I arranged for one last talk. As we talked we walked, which we often did, and I steered a path towards a rocky part of the coast. After the usual hassle, I put the question to him for the last time and when, as I’d fatalistically reckoned was inevitable, he began:

“Well, I’m not sure—”

I shoved him off a low cliff. It was some thirty feet high and he might have cracked his skull on a rock. I’d thought: hell, if that happens it’ll be less revolting than the run-up to a firing-squad. But my judgement was sound, Horace. He broke a leg and three ribs and although the pathetic freak swore I’d shoved him over the cliff, no one believed him and we were able to hospitalize him for a couple of months and then invalid him out of the army.

It was in a plane that I heard about the big one. I was with a detachment of marines going back to Hawaii on leave. I was the only officer. I asked the pilot to beam some news back to us through the cabin speaker. We came in part way through the news broadcast and, as the words registered, I felt a thrill of awe: “estimated one hundred thousand dead—Hiroshima—the first atomic bomb—” The news wasn’t totally unexpected. In senior officers’ messes throughout the Pacific it had been clear for some time that
something
special was on the way. Whenever the matter of the final assault on Japan came up, there seemed to be a general present who wasn’t too interested in the discussion, who seemed to know, or guess, something that made the discussion irrelevant. Security was pretty good but a lot of the top guys had some kind of intuition about the birth of the nuclear age.

After the broadcast, as the plane bucked along through a
turbulent
stream, I sat still, trying to imagine it. A single plane flies over a city, releases a single bomb and that city evaporates. Then another fact, in its way just as amazing, pierced through to me. The guys, the marines, had clamoured for pop music as soon as the news had ended. I looked about the main cabin. Some of the men were horsing about and everything was normal. As far as I could tell, that apocalyptic message hadn’t meant a damned thing to them!

A month later I was in Tokyo, trying to weed out Jap fanatics. I found some and one was shot, but I soon discerned that no one really gave a fuck any more. The tough talkers who’d been saying: we’ll shoot all the yellow bastards, now just wanted to gulp saki and screw Japanese dames. The brisk civilians, with rimless glasses, that came pouring in were already thinking of markets and trade agreements and a bastion of democracy in the Far East. I watched them, Horace. I watched senior officers squatting on reed mats,
smilingly taking tea from kimonoed Japanese ladies. I watched their wives cooing over Netsuki and dwarf trees in the markets. I listened to guys who were into history expounding the traditional friendship between the United States and Japan. Where had the enemy gone?

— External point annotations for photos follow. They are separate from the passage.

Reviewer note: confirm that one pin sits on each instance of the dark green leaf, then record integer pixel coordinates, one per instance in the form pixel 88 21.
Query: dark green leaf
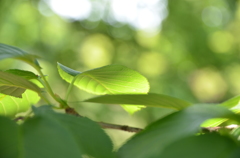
pixel 7 51
pixel 9 138
pixel 203 146
pixel 88 136
pixel 47 138
pixel 153 100
pixel 14 85
pixel 25 74
pixel 157 136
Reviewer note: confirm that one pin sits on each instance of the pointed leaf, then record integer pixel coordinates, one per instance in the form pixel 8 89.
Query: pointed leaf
pixel 111 79
pixel 203 146
pixel 156 137
pixel 10 106
pixel 232 104
pixel 7 51
pixel 152 100
pixel 14 85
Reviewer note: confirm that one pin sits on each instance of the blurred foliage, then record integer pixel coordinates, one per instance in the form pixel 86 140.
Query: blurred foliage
pixel 194 54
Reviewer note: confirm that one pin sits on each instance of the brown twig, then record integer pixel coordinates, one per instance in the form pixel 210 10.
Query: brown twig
pixel 106 125
pixel 71 111
pixel 119 127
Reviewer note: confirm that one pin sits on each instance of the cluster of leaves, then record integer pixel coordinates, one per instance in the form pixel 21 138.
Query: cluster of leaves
pixel 46 133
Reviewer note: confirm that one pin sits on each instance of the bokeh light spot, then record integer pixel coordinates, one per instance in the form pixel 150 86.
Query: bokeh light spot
pixel 212 16
pixel 221 42
pixel 96 51
pixel 208 85
pixel 152 64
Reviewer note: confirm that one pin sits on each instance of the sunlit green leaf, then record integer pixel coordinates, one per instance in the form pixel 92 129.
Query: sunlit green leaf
pixel 9 138
pixel 111 79
pixel 157 136
pixel 7 51
pixel 152 100
pixel 203 146
pixel 14 85
pixel 10 106
pixel 23 73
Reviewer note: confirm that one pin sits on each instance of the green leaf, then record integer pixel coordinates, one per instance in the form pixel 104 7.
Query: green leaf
pixel 203 146
pixel 9 139
pixel 87 136
pixel 7 51
pixel 25 74
pixel 111 79
pixel 50 135
pixel 10 106
pixel 14 85
pixel 152 100
pixel 232 104
pixel 156 137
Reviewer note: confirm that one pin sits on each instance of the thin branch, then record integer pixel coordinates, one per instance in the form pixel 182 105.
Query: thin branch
pixel 107 125
pixel 71 111
pixel 119 127
pixel 215 129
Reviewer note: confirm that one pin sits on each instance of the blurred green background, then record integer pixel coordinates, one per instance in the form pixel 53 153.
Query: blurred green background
pixel 186 49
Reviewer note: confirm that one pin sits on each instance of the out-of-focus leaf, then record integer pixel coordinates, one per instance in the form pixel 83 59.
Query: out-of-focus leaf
pixel 50 135
pixel 7 51
pixel 10 106
pixel 111 79
pixel 54 134
pixel 156 137
pixel 203 146
pixel 9 139
pixel 232 104
pixel 14 85
pixel 153 100
pixel 23 73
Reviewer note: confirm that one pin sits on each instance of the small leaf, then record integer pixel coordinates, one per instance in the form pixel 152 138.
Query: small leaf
pixel 152 141
pixel 203 146
pixel 7 51
pixel 9 138
pixel 14 85
pixel 111 79
pixel 25 74
pixel 232 104
pixel 152 100
pixel 10 106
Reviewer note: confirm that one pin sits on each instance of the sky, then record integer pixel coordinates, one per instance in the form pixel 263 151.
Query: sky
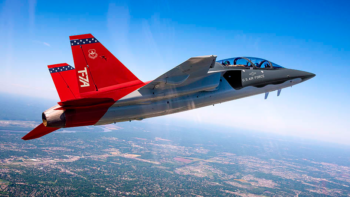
pixel 151 37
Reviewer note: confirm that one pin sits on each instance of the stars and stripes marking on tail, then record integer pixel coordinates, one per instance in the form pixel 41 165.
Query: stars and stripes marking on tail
pixel 83 41
pixel 61 68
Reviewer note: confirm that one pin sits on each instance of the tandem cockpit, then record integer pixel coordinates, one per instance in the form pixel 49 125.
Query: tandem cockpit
pixel 249 62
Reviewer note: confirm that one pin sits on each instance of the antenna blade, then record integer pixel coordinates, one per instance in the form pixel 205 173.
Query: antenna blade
pixel 266 95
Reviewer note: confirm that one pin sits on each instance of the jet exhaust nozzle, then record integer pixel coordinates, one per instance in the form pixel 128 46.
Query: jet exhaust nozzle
pixel 54 118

Don’t get me wrong, Horace. I’m not saying I wanted to raise a tower of skulls. I hadn’t got a policy to set against the official one. I was just dazed by the ease of transition, by the way a Jap could change overnight from a ruthless killer into a bowing charmer. For me, the images kept merging. One morning, I awoke to find a Japanese porter bending over me to wake me, which I’d requested the night before, and the next instant we were rolling around on the floor with my hands squeezing his throat. Another time, in a restaurant, I heard staccato explosions from a misbehaving vehicle. Before I could reassure myself, I found myself running, doubled up, for the door, feeling for the automatic I no longer carried. Finally, I went to an army shrink and he said the syndrome was common, although I hadn’t detected it in anyone else, and that I should relax some.